Most of us hear a lot more recorded than live music, but the question is, what's better? What moves you more?

Steve Guttenberg
Ex-movie theater projectionist Steve Guttenberg has also worked as a high-end audio salesman, and as a record producer. Steve currently reviews audio products for CNET and works as a freelance writer for Stereophile.
Steve Guttenberg
3 min read

There are a million ways to experience music, but for the purpose of this blog let's just break it down to two categories: live and recorded.

I don't know about you, but if I get to hear live music more than twice a month, that's pretty good. Sure, I can look back and remember some great concerts in my life, like the Rolling Stones at Madison Square Garden in 1969, Miles Davis in a tiny club in Greenwich Village in the early '70s, and Stevie Ray Vaughan in the '80s. The Pixies in the '90s were definitely a high point.

I recently attended a concert with the Chelsea Symphony at St. Paul's Church in Manhattan. Sitting in the top balcony, the sound was simply awesome; I've never heard anything close to that sound reproduced by even the very best high-end audio systems. The orchestra certainly didn't need amplification; it was definitely loud enough. Not quite rock concert loud, but the Chelsea Symphony's eight percussionists can make a strong impression.

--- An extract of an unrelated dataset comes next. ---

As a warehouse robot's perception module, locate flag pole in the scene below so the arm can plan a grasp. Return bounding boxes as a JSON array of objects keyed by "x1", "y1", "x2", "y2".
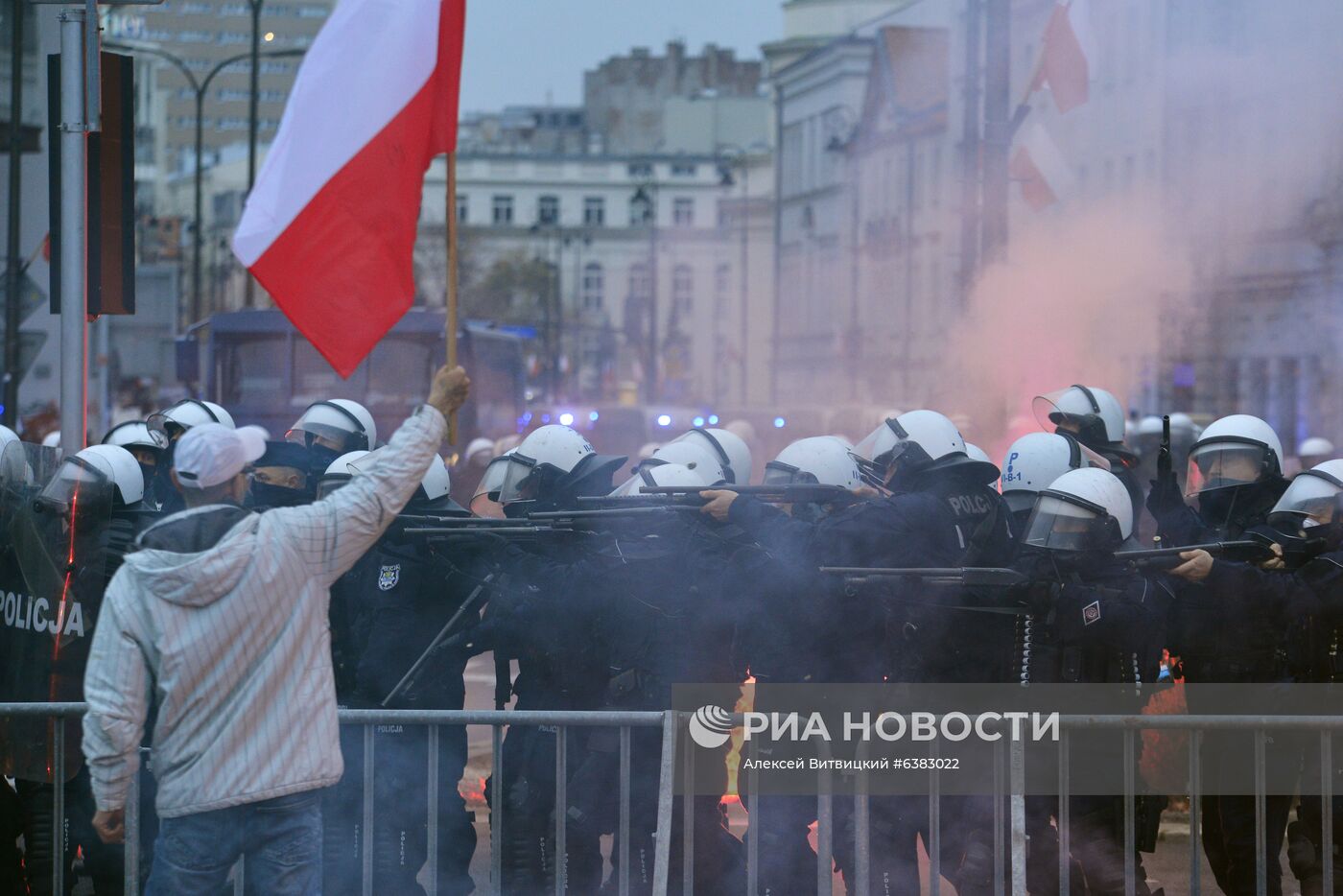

Better yet, the sound never hurt my ears. But the orchestra was far more viscerally dynamic than any rock band, and the sound of strings, woodwinds, brass, and percussion filling the acoustic space of the church was a thrill I won't soon forget. That is, you don't so much hear the sound of each instrument, you hear it filling the church. The sound of the entire orchestra floated, like a cloud, above the pews. The sound was beyond what I've ever experienced from an orchestra in a large concert hall.

In those and other experiences, the music connection was stronger than it could ever be from recordings, but for the most part I actually prefer recorded music. First and most obviously because it's a repeatable pleasure I can have any time I want it. Next, recorded music is, after all, perfected and approved by the artist(s)--live music is subject to the vagaries of chance.

Recorded music's production can't necessarily be duplicated in concert. Depending on where you sit, and how good or bad the sound system is, live music is a crap shoot. With a decent hi-fi at home, you can get better sound than most live gigs. Oh, and you can play it at exactly the volume you want.

"Live" recordings fall between the two extremes, and if the band's up for it, may be the best of live and recorded.

There's an intimacy to recorded music, it's just you and the sound. Live is, depending on the venue, far less direct and the goings on around you can be distracting. Then again, when the vibe is just right, the music is that much better because of the atmosphere.

I'm not sure why, but when I've recorded live music I've noted that when playing it back the music almost never matches the feel of the live experience. Recordings and live music are two different things.

But for day-to-day I love listening to my collection; right now I'm on a major Neil Young kick. I've seen Neil in concert twice and was underwhelmed by both shows.

And finally, recorded music allows us to hear music from artists who are no longer with us, but their music lives on.

How about you? Live or recorded, which one rocks your world more?